Copies of this announcement are not being made and may not be published,
distributed, transmitted or sent, directly or indirectly, in or into the United
States, Australia, the Hong Kong Special Administrative Region of the People's
Republic of China, Canada, Japan, South Africa or any other jurisdiction in
which such distribution would be unlawful or would require registration or other
measures.

The securities referred to in this announcement have not been and will not be
registered under the U.S. Securities Act of 1933, as amended (the "Securities
Act"), or any securities laws of any state or other jurisdiction of the United
States and accordingly may not be offered or sold in the United States absent
registration or an applicable exemption from the registration requirements of
the Securities Act and in accordance with applicable U.S. state securities laws.
The Company does not intend to register any part of the offering in the United
States or to conduct a public offering of securities in the United States. Any
sale in the United States of the securities mentioned in this announcement will
be made solely to "qualified institutional buyers" as defined in Rule 144A under
the Securities Act.

This announcement is an advertisement and not a Prospectus for the purposes of
Directive 2003/71/EC, as amended (together with any applicable implementing
measures in any Member State, the "Prospectus Directive").

In any EEA Member State other than Norway that has implemented the Prospectus
Directive, this communication is only addressed to and is only directed at
"qualified investors" in that Member State within the meaning of Article 2(1)
(e) of the Prospectus Directive ("Qualified Investors"), i.e., only to investors
to whom an offer of securities may be made without the requirement for the
Company to publish a Prospectus pursuant to Article 3 of the Prospectus
Directive in such EEA Member State.

This communication is only being distributed to and is only directed at persons
in the United Kingdom that are (i) investment professionals falling within
Article 19(5) of the Financial Services and Markets Act 2000 (Financial
Promotion) Order 2005, as amended (the "Order") or (ii) high net worth entities,
and other persons to whom this announcement may lawfully be communicated,
falling within Article 49(2)(a) to (d) of the Order (all such persons together
being referred to as "relevant persons").
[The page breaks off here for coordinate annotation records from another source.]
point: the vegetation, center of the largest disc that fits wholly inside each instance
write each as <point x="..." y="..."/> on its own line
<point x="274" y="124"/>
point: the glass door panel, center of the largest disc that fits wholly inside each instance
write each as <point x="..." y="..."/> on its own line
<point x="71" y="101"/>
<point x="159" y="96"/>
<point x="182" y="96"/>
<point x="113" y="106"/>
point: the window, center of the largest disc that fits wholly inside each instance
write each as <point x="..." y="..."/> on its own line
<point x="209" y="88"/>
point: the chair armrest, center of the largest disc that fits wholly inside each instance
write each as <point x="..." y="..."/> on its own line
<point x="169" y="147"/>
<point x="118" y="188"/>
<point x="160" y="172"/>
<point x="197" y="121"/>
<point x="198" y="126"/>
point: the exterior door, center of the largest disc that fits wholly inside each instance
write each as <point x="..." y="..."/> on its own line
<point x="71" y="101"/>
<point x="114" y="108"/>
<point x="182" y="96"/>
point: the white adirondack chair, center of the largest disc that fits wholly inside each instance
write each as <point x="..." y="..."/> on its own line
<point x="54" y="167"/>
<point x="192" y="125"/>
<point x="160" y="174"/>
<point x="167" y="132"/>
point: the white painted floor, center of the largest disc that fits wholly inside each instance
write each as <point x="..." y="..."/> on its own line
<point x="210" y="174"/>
This communication must not be acted
on or relied on by persons who are not relevant persons. Any investment or
investment activity to which this communication relates is available only for
relevant persons and will be engaged in only with relevant persons. Persons
distributing this communication must satisfy themselves that it is lawful to do
so.

This announcement does not constitute a recommendation concerning the IPO. The
price and value of securities and any income from them can go down as well as
up. Past performance is not a guide to future performance. Information in this
announcement or any of the documents relating to the IPO cannot be relied upon
as a guide to future performance.

This information is subject to the disclosure requirements pursuant to section 5
-12 of the Norwegian Securities Trading Act.